DETROIT – La frustration s’est fait sentir chez les Red Wings de Detroit, mercredi.
« Nous avons dû interrompre une altercation (entre deux joueurs) en plein milieu de l’entraînement parce qu’il y avait de l’intensité, a commenté l’entraîneur Derek Lalonde. Je pense que c’est très productif. »
Les Red Wings devront certes faire preuve d’intensité après avoir perdu leurs six derniers matchs – par un score combiné de 32-11 – une séquence qui a ébranlé leurs chances de se qualifier pour les séries éliminatoires de la Coupe Stanley.
« Je pense que c’est une bonne chose d’être frustré, a réagi le défenseur Moritz Seider. Ce n’est plus acceptable de perdre dorénavant. »
Avant ce creux de vague, les Red Wings surfaient sur une série de six victoires et détenaient la première place de quatrième as dans l’Association de l’Est.
Le 28 février, ils montraient une fiche de 33-20-6 et se trouvaient trois points devant le Lightning de Tampa Bay, qui était détenteur de la deuxième place de quatrième as, et huit points devant les Devils du New Jersey, les plus proches poursuivants dans la course aux séries.
Aujourd’hui?
Ils affichent un dossier de 33-26-6, à égalité avec les Islanders de New York au chapitre des points, mais ces derniers détiennent pour le moment la dernière place donnant accès aux séries parce qu’ils ont un match en main sur Detroit.
Les Red Wings ont désespérément besoin d’offrir une bonne performance à domicile contre les Coyotes de l’Arizona, jeudi (19 h HE; SCRIPPS, BSDET).
« Je serais préoccupé si nous étions là tout souriants et heureux, comme si tout allait bien, a dit l’attaquant Patrick Kane. Je pense que c’est bien de sentir un peu de frustration, à condition que tu l’exploites de la bonne manière. »
Qu’est-ce qui ne va pas avec les Red Wings?
Le 28 février, ils étaient quatrièmes dans la LNH pour les buts marqués par match (3,58), huitièmes en avantage numérique (23,5%) et neuvièmes en infériorité numérique (81,7%), mais 20e pour les buts contre par partie (3,15). Ils occupaient le 29e rang pour les tentatives de tirs à 5-contre-5 (46,1%), mais leur quatrième place pour le pourcentage combiné de tirs combiné au pourcentage d’arrêts à 5-contre-5 (102,0) les sauvait.
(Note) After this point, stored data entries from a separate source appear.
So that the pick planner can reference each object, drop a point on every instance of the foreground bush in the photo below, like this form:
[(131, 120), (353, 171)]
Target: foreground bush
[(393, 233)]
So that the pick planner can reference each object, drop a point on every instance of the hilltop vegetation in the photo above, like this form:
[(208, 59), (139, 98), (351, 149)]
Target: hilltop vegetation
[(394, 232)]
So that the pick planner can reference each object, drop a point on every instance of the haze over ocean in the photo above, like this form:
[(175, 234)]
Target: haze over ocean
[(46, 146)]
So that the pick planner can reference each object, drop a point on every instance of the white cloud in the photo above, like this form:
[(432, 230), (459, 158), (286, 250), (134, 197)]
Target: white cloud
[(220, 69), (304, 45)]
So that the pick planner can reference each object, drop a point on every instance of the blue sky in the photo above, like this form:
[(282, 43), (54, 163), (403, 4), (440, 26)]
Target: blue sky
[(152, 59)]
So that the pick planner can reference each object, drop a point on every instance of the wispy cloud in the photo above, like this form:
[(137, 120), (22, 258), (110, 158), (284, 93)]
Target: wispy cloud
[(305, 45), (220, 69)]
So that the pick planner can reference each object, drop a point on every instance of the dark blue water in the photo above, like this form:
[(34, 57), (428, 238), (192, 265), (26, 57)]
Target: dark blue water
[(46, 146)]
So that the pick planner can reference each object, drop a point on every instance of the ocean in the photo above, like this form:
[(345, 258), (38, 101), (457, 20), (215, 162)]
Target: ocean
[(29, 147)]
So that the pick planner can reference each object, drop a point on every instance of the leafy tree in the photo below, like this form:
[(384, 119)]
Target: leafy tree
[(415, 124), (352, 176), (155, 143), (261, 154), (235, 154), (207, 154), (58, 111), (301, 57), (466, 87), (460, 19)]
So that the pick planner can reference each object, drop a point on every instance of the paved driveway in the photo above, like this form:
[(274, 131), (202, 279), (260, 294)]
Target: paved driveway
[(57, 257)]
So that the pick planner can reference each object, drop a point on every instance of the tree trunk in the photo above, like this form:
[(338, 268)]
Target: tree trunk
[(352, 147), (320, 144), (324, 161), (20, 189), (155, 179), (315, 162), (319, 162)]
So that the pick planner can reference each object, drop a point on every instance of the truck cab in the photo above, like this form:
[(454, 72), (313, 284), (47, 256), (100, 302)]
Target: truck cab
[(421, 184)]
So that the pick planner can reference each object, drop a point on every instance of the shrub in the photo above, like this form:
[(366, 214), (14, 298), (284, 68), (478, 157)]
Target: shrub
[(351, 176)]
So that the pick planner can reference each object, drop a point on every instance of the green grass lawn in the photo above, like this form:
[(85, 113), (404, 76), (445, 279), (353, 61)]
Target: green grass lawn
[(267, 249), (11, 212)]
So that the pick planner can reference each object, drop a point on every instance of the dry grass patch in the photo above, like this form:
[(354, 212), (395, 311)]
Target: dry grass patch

En d’autres mots, ils s’en remettaient à d’excellents rendements pour les tirs, les gardiens et les unités spéciales, mais la loi de la moyenne allait fort probablement finir par les rattraper.
Même entre le 1er janvier et le 28 février, quand ils ont maintenu une fiche de 16-4-2 et pris le deuxième rang de la LNH au chapitre du pourcentage de points (,773), il y avait des failles dans la fondation.
Durant cette période, ils étaient quatrièmes pour les buts par match (3,64) et septièmes pour les buts concédés par partie (2,64). Ils avaient le septième meilleur jeu de puissance (28,1%), à égalité avec les Capitals de Washington, et la quatrième meilleure unité d’infériorité numérique (84,6%), mais ils prenaient le 26e rang pour les tentatives de tirs à 5-contre-5 (46,1 pour cent). Ils réussissaient toutefois à s'en sortir parce qu’ils montraient le deuxième meilleur pourcentage de tirs combiné au pourcentage d’arrêts (102,9%).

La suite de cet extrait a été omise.